PAMAM dendrimers, a family of highly branched synthetic polymers, have also been explored as sensitizing systems that work under environmentally friendly conditions with water-soluble xanthene dyes (Paula Militello et al., 2023) and as catalysts for synthesizing new pigments (Sheikh et al., 2020). The affinity and compatibility of PAMAMs with xanthene dyes such as Eosin-Y (Eos), Erythrosin-B (Ery), and RB have been tested in 1:1 dendrimer-dye complexes by studying the supramolecular interaction in neutral and basic media to understand better the role of pH and dendrimer generation (G0 − G3) in the binding strength (Arbeloa et al., 2018, Barraza et al., 2018). In this sense, authors report an excellent dendrimer-dye affinity, increasing as the pH decreases to neutrality conditions and the dendrimer generation increases. In the same way, it has been observed that non-covalent interactions between PAMAM dendrimers with a controlled excess of RB can result in nanometer-sized particles. These nanoparticles can promote cellular uptake and improving the stability, photocatalytic, and photodynamic activity of isolated RB (Kutz and Gröhn, 2017, Sztandera et al., 2021).

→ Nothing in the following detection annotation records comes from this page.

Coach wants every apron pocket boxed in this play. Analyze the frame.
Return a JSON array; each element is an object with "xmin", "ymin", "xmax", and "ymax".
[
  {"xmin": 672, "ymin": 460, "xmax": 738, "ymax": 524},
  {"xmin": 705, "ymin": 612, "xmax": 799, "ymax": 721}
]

In recent years, the development of PAMAM dendrimer-based nanosystems has gained attention due to their versatility, biocompatibility, and antimicrobial potential. Among these, several studies have reported supramolecular assemblies or hybrid nanoparticle systems formed between PAMAM dendrimers and bioactive agents, demonstrating significant antibacterial activity. For example, Jiang et al. developed dual-conjugated PAMAM dendrimers with vancomycin and silver nanoparticles that effectively killed vancomycin-resistant Staphylococcus aureus without inducing resistance in susceptible strains (Jiang et al., 2021). Similarly, Padnya et al. described PAMAM-calix-lysozyme nanoparticle systems that showed synergistic antibacterial effects with low cytotoxicity (Padnya et al., 2023). Moreover, amphiphilic PAMAM-based dendrimers have demonstrated potent antibacterial and antibiofilm activity through dynamic self-assembly and membrane disruption (Dhumal et al., 2022). However, to the best of our knowledge, no studies have explored supramolecular self-assembly between PAMAM G4 dendrimers and xanthene dyes such as Phloxine B (PhB), particularly for applications in antimicrobial photodynamic therapy (aPDT).

Building on these insights and in response to the WHO's urgent call for innovative strategies to combat infectious diseases, this study presents a novel self-assembled nanoparticle formulation bases on a fourth-generation PAMAM dendrimer (G4) and Phloxine B (Fig. 1). We introduce a systematic assessment of these nanoparticles hereinafter called G4-PhB as a platform for aPDT applications. To achieve this, we meticulously determined the optimal dendrimer:dye molar ratio, ensuring the creation of a monodisperse nanomaterial with reproducible morphological and photochemical properties. Additionally, we assessed the ROS production capacity under green light exposure. Comprehensive evaluations examined its cytotoxicity and bactericidal properties under both dark and irradiated conditions, targeting Gram-negative and Gram-positive strains. This innovative nanoparticle formulation aims to overcome the inherent limitations of traditional PS molecules and provides a roadmap for the development of new nanomaterials to combat AMR. The findings herein offer a promising alternative for topical treatments of infectious diseases caused by pathogenic microorganisms.